Chablis-Villages Vaudécorse 2015
La parcelle d’un hectare a été plantée en 1980 ; c’est un sol kimméridgien type, homogène : « Trente centimètres de terre fine sur un tas de cailloux très drainants », explique Pascal Picq. Arômes d’agrumes confits, de fleurs, d’épices… Le vin est plein, gras, enrobé, tout en conservant un bel équilibre et une finale saline très pure.
Chablis Premier Cru Vaucoupin 2012
Le domaine exploite 60 ares d’un seul tenant, en pente raide, dans ce premier géologiquement et géographiquement proche de Vaudécorse. Ce 2012 est le vin « waouh » de la dégustation, à la robe dorée, éclatante, aux arômes mûrs, précis, de citrons confits, de tarte à l’orange, de fleurs blanches, avec une touche marine. Bouche concentrée, où l’on retrouve la « sucrosité » des fruits juteux, gourmands, la fraîcheur des agrumes, une belle longueur et beaucoup de délicatesse.
Chablis-Villages Vieilles Vignes 2010
La cuvée représente la production de trois parcelles (90 ares au total) plantées en 1951, 1953 et 1955. Arômes de fruits confits, de fruits jaunes, de curcuma… Le vin est dense, extrait, avec presque un côté tannique et un bel équilibre. À carafer et/ou à garder encore quelques années.
Chablis Vieilles Vignes 2007
Un millésime difficile, dans lequel les vieilles vignes présentent des arômes de fleurs sucrées, de safran, une attaque en bouche légère, enrobée, gourmande, qui évolue vers une finale plus stricte. Le vin reste néanmoins agréable.
Chablis-Villages 2004
« Les raisins étaient parfois flétris, pas toujours très mûrs, on a fait du tri, mais le millésime nous a convaincus d’acheter une table de tri », explique Didier. Le vin reflète ce millésime très compliqué, avec une rigueur certaine et on aurait presque tendance à l’attendre encore. Sait-on jamais…
Chablis Premier Cru Vaucoupin
Changement de registre avec le beau et abondant millésime 1999. Robe d’un doré joliment évolué. Nez doux, fin, d’épices, de fleurs, de minéral-iodé… Bouche superbe, avec un fruité patiné, gourmand, « sucré » et frais à la fois, un côté « aérien » et une belle finale saline.
Chablis-Villages 1998
Joli nez complexe, doux, anisé, épicé, orangé, iodé… Beaucoup de matière, d’extrait sec en bouche, de tension et de pureté minérale également dans ce vin bien typé. Une belle surprise !
Chablis Premier Cru Vosgros 1997
Robe d’un doré-orangé vivant. Arômes de fruits confits, d’épices… Bouche droite, pure, juteuse, ciselée, saline, typée et très agréable sur son fruité encore juteux.

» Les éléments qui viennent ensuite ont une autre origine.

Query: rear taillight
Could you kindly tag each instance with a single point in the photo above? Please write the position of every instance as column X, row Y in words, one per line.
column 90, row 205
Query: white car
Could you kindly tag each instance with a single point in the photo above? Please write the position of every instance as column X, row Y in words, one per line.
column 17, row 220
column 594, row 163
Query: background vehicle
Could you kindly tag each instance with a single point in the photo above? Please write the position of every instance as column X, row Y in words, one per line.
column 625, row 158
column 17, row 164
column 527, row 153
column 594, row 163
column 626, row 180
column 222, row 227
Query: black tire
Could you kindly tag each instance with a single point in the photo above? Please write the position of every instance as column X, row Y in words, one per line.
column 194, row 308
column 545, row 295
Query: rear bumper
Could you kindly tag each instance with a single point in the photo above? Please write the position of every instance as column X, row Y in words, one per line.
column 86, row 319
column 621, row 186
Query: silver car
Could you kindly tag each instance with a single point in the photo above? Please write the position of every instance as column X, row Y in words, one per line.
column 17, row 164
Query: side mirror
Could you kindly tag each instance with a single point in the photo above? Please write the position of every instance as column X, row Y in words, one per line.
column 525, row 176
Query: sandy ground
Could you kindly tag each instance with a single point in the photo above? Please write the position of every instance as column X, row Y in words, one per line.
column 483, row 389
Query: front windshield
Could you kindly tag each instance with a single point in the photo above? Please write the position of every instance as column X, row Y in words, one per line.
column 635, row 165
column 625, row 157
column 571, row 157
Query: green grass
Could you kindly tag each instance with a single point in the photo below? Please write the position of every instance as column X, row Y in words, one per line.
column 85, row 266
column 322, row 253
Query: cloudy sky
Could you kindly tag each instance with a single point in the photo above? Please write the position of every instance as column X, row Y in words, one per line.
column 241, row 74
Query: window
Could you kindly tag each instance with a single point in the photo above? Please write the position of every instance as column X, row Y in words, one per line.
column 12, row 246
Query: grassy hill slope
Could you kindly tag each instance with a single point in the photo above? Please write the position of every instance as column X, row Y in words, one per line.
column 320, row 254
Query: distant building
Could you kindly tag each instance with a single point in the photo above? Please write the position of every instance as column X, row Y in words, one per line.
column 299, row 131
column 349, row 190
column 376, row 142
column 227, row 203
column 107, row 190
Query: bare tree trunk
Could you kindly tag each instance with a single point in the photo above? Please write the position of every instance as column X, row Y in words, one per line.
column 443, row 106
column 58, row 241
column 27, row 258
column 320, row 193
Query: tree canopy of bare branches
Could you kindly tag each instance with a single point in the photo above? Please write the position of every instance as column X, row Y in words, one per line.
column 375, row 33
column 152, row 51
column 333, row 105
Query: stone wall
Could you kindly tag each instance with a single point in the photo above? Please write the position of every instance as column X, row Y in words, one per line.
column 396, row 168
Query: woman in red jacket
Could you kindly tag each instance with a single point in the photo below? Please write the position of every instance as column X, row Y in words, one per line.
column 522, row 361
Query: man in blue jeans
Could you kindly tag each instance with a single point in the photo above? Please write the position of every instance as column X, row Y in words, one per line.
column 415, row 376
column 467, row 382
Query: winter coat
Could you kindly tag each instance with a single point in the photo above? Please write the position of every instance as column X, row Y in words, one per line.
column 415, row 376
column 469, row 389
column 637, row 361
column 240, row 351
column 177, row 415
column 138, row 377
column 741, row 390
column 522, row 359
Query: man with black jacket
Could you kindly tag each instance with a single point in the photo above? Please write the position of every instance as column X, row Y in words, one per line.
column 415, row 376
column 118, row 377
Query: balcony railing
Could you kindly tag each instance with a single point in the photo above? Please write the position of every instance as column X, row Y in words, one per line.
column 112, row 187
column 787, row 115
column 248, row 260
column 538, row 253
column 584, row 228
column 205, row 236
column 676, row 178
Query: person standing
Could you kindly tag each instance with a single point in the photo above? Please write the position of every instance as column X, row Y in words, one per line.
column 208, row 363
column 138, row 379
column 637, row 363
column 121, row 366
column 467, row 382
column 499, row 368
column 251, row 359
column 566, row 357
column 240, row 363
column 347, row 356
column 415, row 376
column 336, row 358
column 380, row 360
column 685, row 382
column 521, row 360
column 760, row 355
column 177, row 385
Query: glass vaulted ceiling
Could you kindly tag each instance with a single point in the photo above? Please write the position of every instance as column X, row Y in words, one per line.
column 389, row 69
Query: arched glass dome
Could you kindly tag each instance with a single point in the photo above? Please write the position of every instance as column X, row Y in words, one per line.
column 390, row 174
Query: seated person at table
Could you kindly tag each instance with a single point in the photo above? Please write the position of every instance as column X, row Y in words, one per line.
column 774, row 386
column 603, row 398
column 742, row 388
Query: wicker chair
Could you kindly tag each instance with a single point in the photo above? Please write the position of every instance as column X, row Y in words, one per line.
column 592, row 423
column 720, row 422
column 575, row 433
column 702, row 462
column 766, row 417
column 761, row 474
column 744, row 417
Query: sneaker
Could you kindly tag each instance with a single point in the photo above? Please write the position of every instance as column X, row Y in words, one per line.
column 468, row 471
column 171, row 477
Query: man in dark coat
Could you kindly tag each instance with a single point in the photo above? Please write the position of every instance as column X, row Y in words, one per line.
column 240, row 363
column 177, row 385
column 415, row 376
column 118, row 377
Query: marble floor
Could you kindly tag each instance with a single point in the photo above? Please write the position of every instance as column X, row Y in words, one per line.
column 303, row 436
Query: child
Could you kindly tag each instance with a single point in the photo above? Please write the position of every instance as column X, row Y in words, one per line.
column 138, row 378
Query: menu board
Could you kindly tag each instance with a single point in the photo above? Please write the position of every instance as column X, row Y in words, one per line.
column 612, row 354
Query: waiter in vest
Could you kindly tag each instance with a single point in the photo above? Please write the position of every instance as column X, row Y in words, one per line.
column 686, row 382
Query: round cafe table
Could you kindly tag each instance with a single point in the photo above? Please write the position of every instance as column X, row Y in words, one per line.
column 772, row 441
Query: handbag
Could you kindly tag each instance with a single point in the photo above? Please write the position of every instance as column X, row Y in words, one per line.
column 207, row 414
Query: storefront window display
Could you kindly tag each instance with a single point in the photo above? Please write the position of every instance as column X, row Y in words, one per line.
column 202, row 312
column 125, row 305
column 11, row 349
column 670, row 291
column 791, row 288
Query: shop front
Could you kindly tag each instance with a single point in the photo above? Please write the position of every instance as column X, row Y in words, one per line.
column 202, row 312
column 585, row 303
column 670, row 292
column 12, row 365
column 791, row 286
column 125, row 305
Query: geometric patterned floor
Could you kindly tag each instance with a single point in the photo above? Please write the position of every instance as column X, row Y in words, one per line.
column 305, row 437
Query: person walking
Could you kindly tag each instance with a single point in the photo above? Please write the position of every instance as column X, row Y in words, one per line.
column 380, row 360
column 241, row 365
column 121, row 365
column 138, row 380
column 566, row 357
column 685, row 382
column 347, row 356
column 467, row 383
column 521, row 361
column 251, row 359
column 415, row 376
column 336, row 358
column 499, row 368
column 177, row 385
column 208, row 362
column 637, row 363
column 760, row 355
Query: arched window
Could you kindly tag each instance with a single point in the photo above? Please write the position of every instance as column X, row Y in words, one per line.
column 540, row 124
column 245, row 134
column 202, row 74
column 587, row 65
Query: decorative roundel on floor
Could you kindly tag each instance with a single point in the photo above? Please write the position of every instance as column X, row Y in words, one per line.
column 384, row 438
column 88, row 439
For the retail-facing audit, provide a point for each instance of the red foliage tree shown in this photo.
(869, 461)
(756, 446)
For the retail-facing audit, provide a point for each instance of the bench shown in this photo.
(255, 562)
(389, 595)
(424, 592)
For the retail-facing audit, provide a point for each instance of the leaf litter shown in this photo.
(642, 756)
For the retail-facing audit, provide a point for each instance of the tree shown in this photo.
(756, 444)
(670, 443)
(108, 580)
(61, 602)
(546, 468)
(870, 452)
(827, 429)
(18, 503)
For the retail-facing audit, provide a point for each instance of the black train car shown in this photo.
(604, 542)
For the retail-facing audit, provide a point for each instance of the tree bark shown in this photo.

Chablis Premier Cru Vosgros 1994
Dire que 1994 est un millésime « compliqué » est un doux euphémisme. Pour autant, l’évolution de ce vin est de qualité, avec à nouveau ces arômes épicés-safranés agréables, complétés de notes de fruits secs. Bouche pleine de légèreté, juteuse, pure et d’une minéralité fine.